In oncology, this approach has allowed patients to access promising targeted therapies earlier while generating real-world data to refine value estimates. The lesson is simple: flexibility does not mean recklessness. It means recognising that evidence evolves.
The Broader Value Question
Personalised medicine also challenges the narrowness of current cost-effectiveness models. Traditional metrics like cost per QALY struggle to capture societal and diagnostic benefits — early detection, reduced uncertainty, and long-term system learning. These effects are real but rarely modelled.

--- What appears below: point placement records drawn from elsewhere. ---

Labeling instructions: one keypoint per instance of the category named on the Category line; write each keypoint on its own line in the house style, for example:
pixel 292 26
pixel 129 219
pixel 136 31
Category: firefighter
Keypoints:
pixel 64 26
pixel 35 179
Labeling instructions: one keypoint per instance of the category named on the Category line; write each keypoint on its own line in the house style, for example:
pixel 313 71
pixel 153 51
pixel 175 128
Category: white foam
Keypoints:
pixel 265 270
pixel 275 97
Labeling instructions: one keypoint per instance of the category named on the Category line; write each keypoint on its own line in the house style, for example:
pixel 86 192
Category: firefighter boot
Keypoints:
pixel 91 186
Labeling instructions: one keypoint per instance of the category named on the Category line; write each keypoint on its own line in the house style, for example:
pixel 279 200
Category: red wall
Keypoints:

Reform must therefore broaden the definition of value to include innovation spillovers and patient-centred outcomes. HTA should reward therapies that reduce future system costs through precision, not just those that deliver immediate gains.
Shared Accountability
The future of assessment will require new partnerships. Regulators, HTA bodies, and manufacturers must collaborate earlier to align data expectations. Joint scientific advice, parallel submissions, and shared data infrastructures can reduce duplication and accelerate decisions.
Patient organisations will also play a growing role. Their lived experience provides context that no model can replicate. Integrating their perspectives ensures that “value” reflects what matters to people, not just what fits into spreadsheets.
The Bottom Line
Personalised medicine demands personalised assessment. HTA must shift from a culture of exclusion to a culture of learning. The systems that succeed will be those that embrace uncertainty intelligently, value outcomes broadly, and foster collaboration across stakeholders.
Evidence-based does not have to mean evidence-delayed.
Key Takeaways
- HTA models must evolve to accommodate smaller populations and adaptive evidence.
- Flexibility in reimbursement does not compromise rigour.
- Broader definitions of value are essential for precision therapies.
- Collaboration across regulators, payers, and patients accelerates progress.
- Managing uncertainty is now a strategic capability.
Try This
Map one of your assets against current HTA expectations. Identify which evidence requirements are designed for large-scale trials. Next, suggest flexible solutions, like physical follow-ups or phased submissions, for contemporary science.